Tim Powers’ Dinner at Deviant’s Palace is set in a depopulated future Venice. Which, now that I look it up, is in Los Angeles. Oh well. And Margaret St. Clair’s The Dancers of Noyo is set in a California depopulated by the bone melt plague (which sounds nasty), but as the title suggests, the action takes place somewhat north of San Francisco. Guess I got nothin’
Richard Paul Russo’s Carlucci trilogy is set in a future San Francisco that is grim and getting worse. But the title character stays on, along with his coworkers and friends and neighbors, because they love the City so much. This is a series about San Francisco by someone who really gets it. Russo’s imagination for worst-case scenarios is wild, but it’s the kind of wild that could only happen in San Francisco.
Virtual Light by William Gibson is set in SF and area. The sequels (All Tomorrows Parties and Idoru) range more widely.

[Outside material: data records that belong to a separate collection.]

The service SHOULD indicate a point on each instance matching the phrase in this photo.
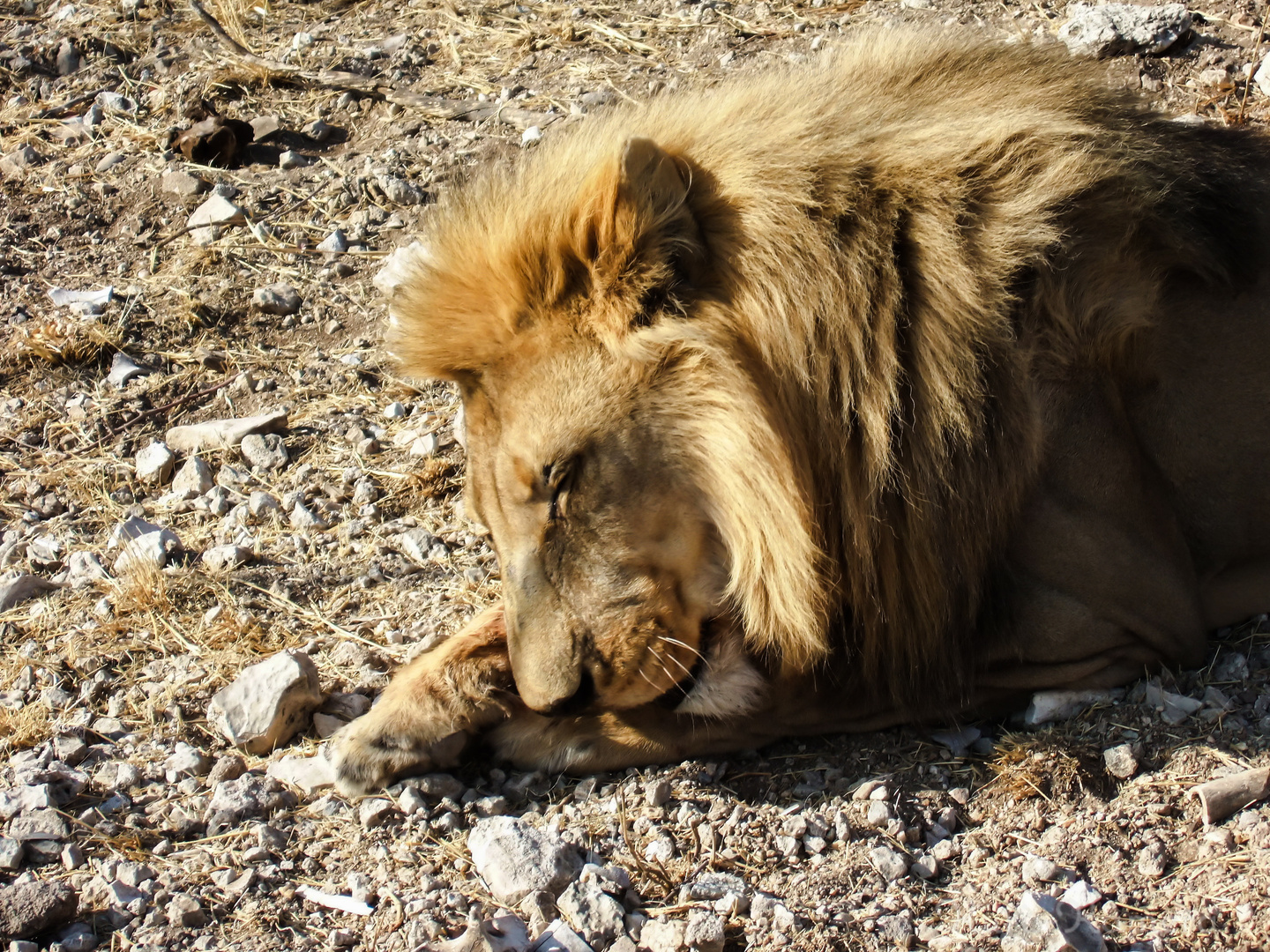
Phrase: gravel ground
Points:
(338, 531)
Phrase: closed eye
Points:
(557, 479)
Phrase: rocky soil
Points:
(193, 211)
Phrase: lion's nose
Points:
(579, 701)
(559, 697)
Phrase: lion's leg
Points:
(614, 740)
(430, 710)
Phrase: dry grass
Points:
(1044, 764)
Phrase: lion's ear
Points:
(635, 228)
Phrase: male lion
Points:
(837, 397)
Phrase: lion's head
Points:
(759, 363)
(608, 450)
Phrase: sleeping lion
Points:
(832, 398)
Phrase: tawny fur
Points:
(875, 273)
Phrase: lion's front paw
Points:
(371, 752)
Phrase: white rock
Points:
(704, 932)
(221, 435)
(375, 811)
(303, 518)
(11, 854)
(279, 299)
(155, 464)
(1113, 29)
(399, 265)
(1120, 761)
(1174, 709)
(123, 368)
(334, 244)
(193, 479)
(317, 130)
(263, 504)
(23, 589)
(116, 101)
(141, 544)
(16, 163)
(224, 557)
(925, 867)
(268, 703)
(213, 213)
(559, 937)
(1059, 704)
(309, 773)
(661, 937)
(265, 450)
(1081, 895)
(594, 913)
(657, 792)
(399, 190)
(516, 859)
(185, 762)
(426, 446)
(183, 911)
(31, 796)
(886, 861)
(1045, 925)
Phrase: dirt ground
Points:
(111, 674)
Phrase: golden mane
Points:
(874, 294)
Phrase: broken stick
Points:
(1229, 795)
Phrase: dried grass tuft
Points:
(1038, 766)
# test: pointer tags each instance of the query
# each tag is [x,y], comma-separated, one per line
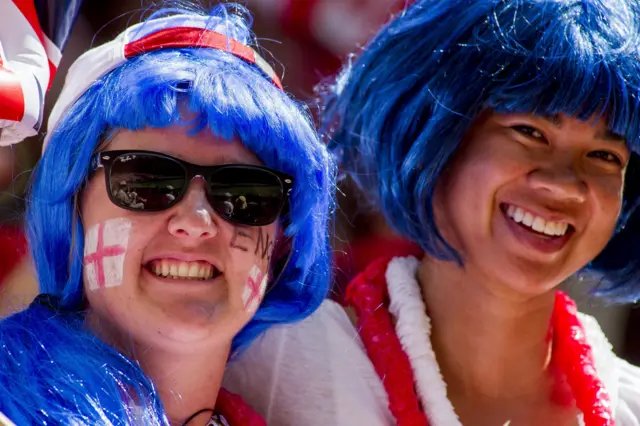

David Gerrold’s War Against the Chtorr books had a city’s downtown converted into free range for people whose minds had snapped from how horrible the world has become (and the sort of therapy that appears to still exist you’re better off without). Been a long time since I read them but I have a memory bump that wants to say it’s SF.
Re: The City not Long after. I remember that one simply for the odd artists who live in the remains of SF and want to paint the Golden Gate Bridge blue.
Foreign Bodies by Stephen Dedman was written in 1999 and takes place in 2014, (I think?) In San Francisco, so he wrote about a future SF, even if it is now technically the past. It was a prescient novel for sure.
Meg Elison’s The Book of the Unnamed Midwife starts in San Francisco — the midwife is a nurse there when the plague hits, though afterwards she leaves and ranges north and into the midwest.
Yes to the Carlucci trilogy by Russo.
I think the scene in the Chtorr book was set in Oakland.
Nobody’s mentioned Leiber’s Our Lady of Darkness yet?